Are you going to try encoder-decoder transformer?

bobby-he / simplified_transformers

MIT License

278 stars 25 forks source link

Are you going to try encoder-decoder transformer? #2

Open dinhanhx opened 10 months ago

dinhanhx commented 10 months ago

For example, you can compare with BART.

dinhanhx commented 10 months ago

I notice that there are some asserts to make sure the model doesn't accept encoder hidden state and cross attention.

https://github.com/bobby-he/simplified_transformers/blob/1d8eb6db9835f82c7eb91db551d02123991fb683/simplified_transformers/model_utils.py#L197

https://github.com/bobby-he/simplified_transformers/blob/1d8eb6db9835f82c7eb91db551d02123991fb683/simplified_transformers/model_utils.py#L408

Let say, I want to implement encoder-decoder-ish transformer. How can I use with your simplified transformer blocks?

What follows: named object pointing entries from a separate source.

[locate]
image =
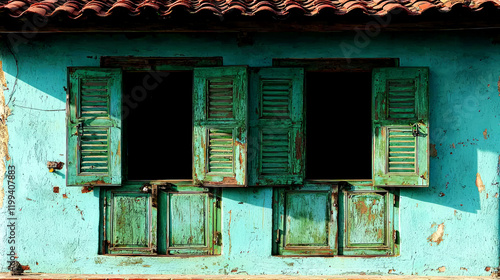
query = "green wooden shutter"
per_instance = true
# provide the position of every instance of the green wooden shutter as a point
(276, 126)
(94, 127)
(305, 220)
(220, 133)
(368, 222)
(131, 222)
(401, 127)
(191, 222)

bobby-he commented 10 months ago

Hi, thanks for the question. To be honest we haven't thought much about the encoder-decoder attention. I think it would be compatible with our simplified transformer block, with some additional modifications to shaped attention to account for the encoder representations, though I haven't tried it out. If there was interest in implementing it to test if it works I would be happy to be involved.

dinhanhx commented 10 months ago

Yesterday I tried to read your code. I'm still not confident. Maybe I haven't understood well enough. I also think it's doable with a bit modification to your layer. Obviously, your code is based on GPT2Attention

https://github.com/huggingface/transformers/blob/v4.35.1/src/transformers/models/gpt2/modeling_gpt2.py#L123

https://github.com/bobby-he/simplified_transformers/blob/main/simplified_transformers/model_utils.py#L191

If there was interest in implementing it to test if it works I would be happy to be involved.

I may want to implement such things. But I think I will have lots of questions about shaped attention.

dinhanhx commented 10 months ago

So, compared to the OG Transformer block, eq 13rd doesn't have weight for V and does have some extra alpha, beta, gamma weight, right?